In vitro gastrointestinal digestion of buckwheat (Fagopyrum esculentum Moench) protein: release and structural characteristics of novel bioactive peptides stimulating gut cholecystokinin secretion.

Satiety hormone cholecystokinin (CCK) plays a vital role in appetite inhibition. Its secretion is regulated by dietary components. The search for bioactive compounds that stimulate CCK secretion is currently an active area of research. The objective of this study was to evaluate the ability of buckwheat (Fagopyrum esculentum Moench) protein digest (BPD) to stimulate CCK secretion in vitro and in vivo and clarify the structural characteristics of peptides stimulating CCK secretion.

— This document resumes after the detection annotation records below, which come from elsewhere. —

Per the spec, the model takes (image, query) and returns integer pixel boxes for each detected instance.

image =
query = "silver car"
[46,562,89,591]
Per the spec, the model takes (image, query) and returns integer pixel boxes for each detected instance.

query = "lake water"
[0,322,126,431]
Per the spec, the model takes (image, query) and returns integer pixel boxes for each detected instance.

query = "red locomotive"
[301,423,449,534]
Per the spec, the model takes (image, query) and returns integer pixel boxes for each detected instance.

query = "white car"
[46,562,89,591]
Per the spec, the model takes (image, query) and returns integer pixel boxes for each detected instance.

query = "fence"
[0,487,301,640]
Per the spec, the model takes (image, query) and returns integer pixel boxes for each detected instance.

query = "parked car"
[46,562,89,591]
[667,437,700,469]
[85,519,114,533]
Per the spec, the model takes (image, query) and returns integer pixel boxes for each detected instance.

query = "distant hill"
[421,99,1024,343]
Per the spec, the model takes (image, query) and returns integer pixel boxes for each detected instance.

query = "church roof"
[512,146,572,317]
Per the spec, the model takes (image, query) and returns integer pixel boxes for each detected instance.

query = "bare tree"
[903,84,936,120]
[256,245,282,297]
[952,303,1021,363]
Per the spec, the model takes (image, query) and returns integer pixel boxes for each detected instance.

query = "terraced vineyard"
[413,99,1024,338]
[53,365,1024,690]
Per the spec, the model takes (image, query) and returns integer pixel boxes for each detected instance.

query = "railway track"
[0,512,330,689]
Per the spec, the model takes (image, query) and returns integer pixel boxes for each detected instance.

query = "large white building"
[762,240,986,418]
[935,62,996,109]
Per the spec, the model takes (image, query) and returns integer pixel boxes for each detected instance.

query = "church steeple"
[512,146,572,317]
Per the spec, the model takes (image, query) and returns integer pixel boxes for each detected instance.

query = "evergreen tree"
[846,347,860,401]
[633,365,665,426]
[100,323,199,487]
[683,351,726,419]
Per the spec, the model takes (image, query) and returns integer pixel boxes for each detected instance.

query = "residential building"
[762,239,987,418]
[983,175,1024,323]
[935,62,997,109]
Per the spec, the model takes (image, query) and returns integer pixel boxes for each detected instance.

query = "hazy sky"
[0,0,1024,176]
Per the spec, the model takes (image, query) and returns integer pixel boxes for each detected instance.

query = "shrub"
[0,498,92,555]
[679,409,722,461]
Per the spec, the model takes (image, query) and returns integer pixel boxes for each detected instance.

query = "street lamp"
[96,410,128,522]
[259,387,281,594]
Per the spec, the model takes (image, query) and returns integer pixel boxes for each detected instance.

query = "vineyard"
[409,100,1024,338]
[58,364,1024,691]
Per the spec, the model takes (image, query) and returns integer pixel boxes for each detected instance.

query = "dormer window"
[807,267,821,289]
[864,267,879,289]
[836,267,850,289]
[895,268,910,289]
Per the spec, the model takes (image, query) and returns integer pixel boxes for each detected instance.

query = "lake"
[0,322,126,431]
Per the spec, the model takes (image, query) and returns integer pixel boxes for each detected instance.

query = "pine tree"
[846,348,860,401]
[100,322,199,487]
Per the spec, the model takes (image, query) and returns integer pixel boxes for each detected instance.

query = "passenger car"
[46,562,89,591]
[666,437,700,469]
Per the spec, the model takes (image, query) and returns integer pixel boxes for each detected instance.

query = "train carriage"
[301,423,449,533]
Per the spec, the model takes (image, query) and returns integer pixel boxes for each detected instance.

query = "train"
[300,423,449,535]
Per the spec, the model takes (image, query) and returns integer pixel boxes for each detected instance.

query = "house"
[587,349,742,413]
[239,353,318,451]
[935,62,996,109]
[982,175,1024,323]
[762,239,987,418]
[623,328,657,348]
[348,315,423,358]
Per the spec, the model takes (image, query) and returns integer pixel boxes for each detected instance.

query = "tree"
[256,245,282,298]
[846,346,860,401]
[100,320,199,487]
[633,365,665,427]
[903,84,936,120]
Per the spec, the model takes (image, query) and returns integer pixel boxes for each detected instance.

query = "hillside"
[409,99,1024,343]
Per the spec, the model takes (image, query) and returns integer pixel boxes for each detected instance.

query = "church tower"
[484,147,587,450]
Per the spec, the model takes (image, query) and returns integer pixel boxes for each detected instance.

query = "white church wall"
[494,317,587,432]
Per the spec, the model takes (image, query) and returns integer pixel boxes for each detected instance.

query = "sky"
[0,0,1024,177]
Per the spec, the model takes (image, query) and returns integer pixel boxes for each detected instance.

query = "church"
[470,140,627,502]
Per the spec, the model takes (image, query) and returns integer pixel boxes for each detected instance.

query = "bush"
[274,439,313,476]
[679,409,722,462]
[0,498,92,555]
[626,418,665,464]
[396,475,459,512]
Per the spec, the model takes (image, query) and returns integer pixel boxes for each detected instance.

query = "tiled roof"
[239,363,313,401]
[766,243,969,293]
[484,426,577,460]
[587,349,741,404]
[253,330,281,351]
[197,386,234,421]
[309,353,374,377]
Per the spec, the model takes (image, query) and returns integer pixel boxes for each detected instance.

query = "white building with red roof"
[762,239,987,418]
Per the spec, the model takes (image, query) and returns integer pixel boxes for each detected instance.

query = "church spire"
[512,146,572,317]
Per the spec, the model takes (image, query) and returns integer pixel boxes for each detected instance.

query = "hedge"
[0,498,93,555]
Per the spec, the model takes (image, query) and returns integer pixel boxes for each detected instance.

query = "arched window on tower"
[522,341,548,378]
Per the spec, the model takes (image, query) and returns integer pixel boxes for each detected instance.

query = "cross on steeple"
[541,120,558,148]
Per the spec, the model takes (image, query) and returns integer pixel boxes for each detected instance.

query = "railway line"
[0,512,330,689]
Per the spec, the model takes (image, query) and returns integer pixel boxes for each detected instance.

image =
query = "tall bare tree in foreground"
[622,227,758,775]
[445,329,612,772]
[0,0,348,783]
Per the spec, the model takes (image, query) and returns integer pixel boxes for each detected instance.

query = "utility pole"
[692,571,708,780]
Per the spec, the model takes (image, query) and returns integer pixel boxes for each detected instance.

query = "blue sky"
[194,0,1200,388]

BPD was prepared by an in vitro gastrointestinal digestion model. The relative molecular weight of BPD was <10 000 Da, and peptides with <3000 Da accounted for 70%. BPD was rich in essential amino acids Lys, Leu, and Val but lacked sulfur amino acids Met and Cys. It had a stimulatory effect on CCK secretion in vitro and in vivo. Chromatographic separation was performed to isolate peptide fractions involved in CCK secretion, and five novel CCK-releasing peptides including QFDLDD, PAFKEEHL, SFHFPI, IPPLFP, and RVTVQPDS were successfully identified. A sequence length range of 6-8 and marked hydrophobicity (18-28) were observed among the most CCK-releasing peptides. The present study demonstrated for the first time that BPD could stimulate CCK secretion and clarify the structural characteristics of bioactive peptides having CCK secretagogue activity in BPD.